For further analyses of the remaining microbiome, first, counts of the experimental Vibrio strain were removed and samples re-standardized. Then, all counts from within each microbial family taxon were summed up per individual, and families with a total of fewer than ten counts were removed (332 microbial families remaining).

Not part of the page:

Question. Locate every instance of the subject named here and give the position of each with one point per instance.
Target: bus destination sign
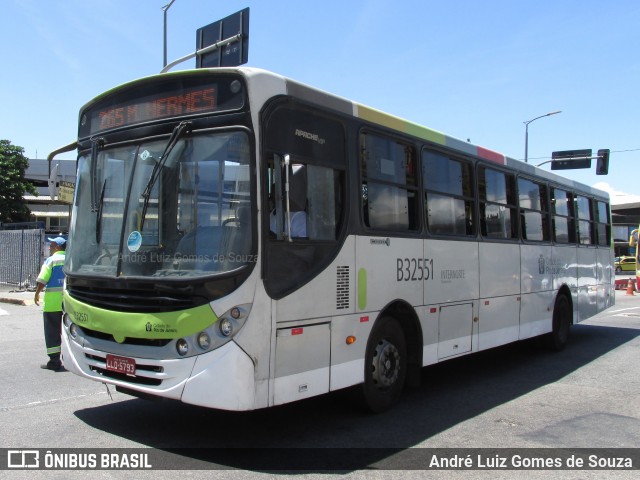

To test if the immune-challenge phenotypes elicited by parental immune priming also affected this remaining microbiome, two ANOSIM analyses were conducted using Bray-Curtis dissimilarity matrices: one on microbiome abundances from samples without bacterial challenge at 18°C (MatC/VPatC/VBECTemp18), and one on samples with this exposure (MatC/VPatC/VBEVTemp18; anosim(); “vegan” package v.2.6-2), for both of which the factor level combinations of Mat and Pat were treated as one factor with four levels. The Shannon Diversity index was calculated per individual using log(counts+1) and its correlation with experimental Vibrio counts was assessed using a Spearman rank correlation. Additionally, to estimate how treatment groups affected alpha diversity, two linear mixed models were computed using the alpha diversity as the response variable and Mat, Pat, and Temp as predictor variables, plus either BE or the experimental Vibrio log(counts+1), as well as all interactions (“family” was added as a random intercept). For both models, model selection using the stepAIC() function was conducted, and while both models yielded similar BIC values (200.97 and 199.49, respectively), Vibrio counts were suggested as a slightly better predictor than BE and it was therefore evaluated using the ANOVA (…,type=”III”) function.